28 Eylül 2013 Cumartesi

Özgeçmiş





          Tonya ve Beycuma’dan gelen atalarım Diyarbakırda buluştuğunda can buldum. Altında insanların ekmek parası için can verdiği, babamı da oraya gömdüğüm iki katlı şehir Zonguldak’ta doğdum.
         
          Çocukluğum ressam olmak istemekle geçti. Ama sayısal öğrencisi olup işletme okudum. 20 yıl sayılarla uğraşıp emekli oldum. Sistem beni resimden uzağa fırlatsada, çizdim. Bazen RESİM' e ve TANRI’ya küstüm. Sonra tekrar barıştım.
          Sert ve güçlü ruh yapımda duygusallık adına çok büyük zaafiyet olsada,kişiliğimden memnunum.Çok iyi ve çok kötü insanları bensimseyebilme yetim var.

          Resimlerİmde genellikle kuşların kanatlarını çizmek istiyorum,uçmak istermiş gibi o tüyleri çizerken. Ağaçlarda o gücü ve sonsuzluğu hissediyorum, Dalları gökyüzüne kadar kıvrım kıvrım çizerken, Kökleri arza kadar indirirken.

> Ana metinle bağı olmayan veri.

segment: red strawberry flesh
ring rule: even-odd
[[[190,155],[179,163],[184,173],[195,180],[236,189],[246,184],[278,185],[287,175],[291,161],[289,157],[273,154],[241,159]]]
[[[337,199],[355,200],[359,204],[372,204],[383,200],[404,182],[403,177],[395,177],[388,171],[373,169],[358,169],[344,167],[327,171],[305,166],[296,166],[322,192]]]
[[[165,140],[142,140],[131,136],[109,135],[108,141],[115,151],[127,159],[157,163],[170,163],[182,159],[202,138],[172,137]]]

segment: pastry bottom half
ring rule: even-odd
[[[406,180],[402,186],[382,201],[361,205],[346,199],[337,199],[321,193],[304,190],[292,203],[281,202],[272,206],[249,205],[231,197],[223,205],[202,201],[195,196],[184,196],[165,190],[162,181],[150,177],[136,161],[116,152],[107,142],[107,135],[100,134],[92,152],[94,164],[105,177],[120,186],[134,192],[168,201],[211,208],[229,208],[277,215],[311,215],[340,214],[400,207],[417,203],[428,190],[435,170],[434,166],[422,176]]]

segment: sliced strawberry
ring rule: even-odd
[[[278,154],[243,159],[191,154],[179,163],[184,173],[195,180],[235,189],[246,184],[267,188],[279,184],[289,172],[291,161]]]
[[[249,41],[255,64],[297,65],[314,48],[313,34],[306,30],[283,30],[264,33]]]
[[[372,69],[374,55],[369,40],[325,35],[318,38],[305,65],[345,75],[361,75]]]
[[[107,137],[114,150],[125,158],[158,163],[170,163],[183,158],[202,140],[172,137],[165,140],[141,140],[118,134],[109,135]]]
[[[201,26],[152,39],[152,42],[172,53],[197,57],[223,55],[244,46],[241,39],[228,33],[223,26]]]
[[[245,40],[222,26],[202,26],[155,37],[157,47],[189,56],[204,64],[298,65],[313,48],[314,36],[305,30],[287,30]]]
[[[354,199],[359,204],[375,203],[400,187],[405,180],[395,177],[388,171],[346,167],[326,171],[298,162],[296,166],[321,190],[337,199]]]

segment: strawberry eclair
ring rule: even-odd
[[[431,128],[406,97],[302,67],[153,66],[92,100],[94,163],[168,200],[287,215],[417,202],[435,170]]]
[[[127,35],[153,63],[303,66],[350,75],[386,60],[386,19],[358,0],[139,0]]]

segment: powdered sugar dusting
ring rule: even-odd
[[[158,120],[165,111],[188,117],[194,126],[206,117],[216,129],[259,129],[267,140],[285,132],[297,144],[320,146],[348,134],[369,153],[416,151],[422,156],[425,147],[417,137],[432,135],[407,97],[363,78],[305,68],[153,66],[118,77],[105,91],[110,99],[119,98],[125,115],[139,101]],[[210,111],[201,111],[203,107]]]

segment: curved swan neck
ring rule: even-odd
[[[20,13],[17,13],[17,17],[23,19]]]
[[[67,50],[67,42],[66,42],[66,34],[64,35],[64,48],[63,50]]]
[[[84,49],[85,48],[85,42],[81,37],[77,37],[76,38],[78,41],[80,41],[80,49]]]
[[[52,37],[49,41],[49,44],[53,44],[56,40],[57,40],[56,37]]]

          Gökyüzünde maviyi, yeryüzünde denizi çizerken,sonsuzluk ve özgürlük tüm düşüncem.Gerçek yaşamda bu özgürlüğü bulamasamda tuvalimin karşısında  hissettiğim tek şey.
          Çizgilerimle yaşamın kıvrımlarına girmek insanların vücudundaki gizemi çözmek, ve gözlerdeki mutluluğu ve acıyı tuvalimde yansıtmak istiyorum. Her insanda bir renk arıyorum.
         
            Cahit Sıtkı’nın  ‘’ Yaş otuzbeş,yolun yarısı.’’ dizesindeki ifadesinden on yıl sonra gelsemde Amasraya, iyi ki gelmişim. Dünyada ki cennette olduğumu hissediyorum Amasrada. Şanslı bir insanım, biliyorum. Burada da insanların kötü yüzleriyle  karşılaşsam da, güzel kent.. yaşanılası yer.
           
            Amasra durur, insanlar geçer gider. Her taşın altında bir yaşanmışlık saklıdır. Hep şunu hayal ederim, bir saniye olsun Amasra’nın geçmişinde yaşayabilsem. Amastrist’i hamamında resmedebilsem. Boztepe’ye susamlarını eken insanları görebilsem.Cenevizliler’in gemileri yanaştığında o alışveriş karmaşasını çizebilsem..
           
            Anneciğim’in son dönemleri Amasrada geçti. Sürekli buranın  ‘’Hangi muhit ? ’’ olduğunu sorardı. Ona Amasra dediğimde, Amasya ile karıştırarak  ‘’ RA mı ? ‘’ derdi.
            Evet tanrıların kenti ‘Amas-RA’... 
          
            Resim konusunda yaşamımın bir özetini çıkarmak gerekirse büyük sergiler açamadım ama iki büyük resime imza attım. Biri kızım Berrak, diğeri oğlum Yağız. Yaşam renkleri, çizgileri ve kocaman yürekleri konusunda kendimle gurur duyduğum çocuklarım. Ve eşim Mahmut’la  mutluluğa yelken açtım.

                                                                                 Sunay DAĞDELEN KOLTUK.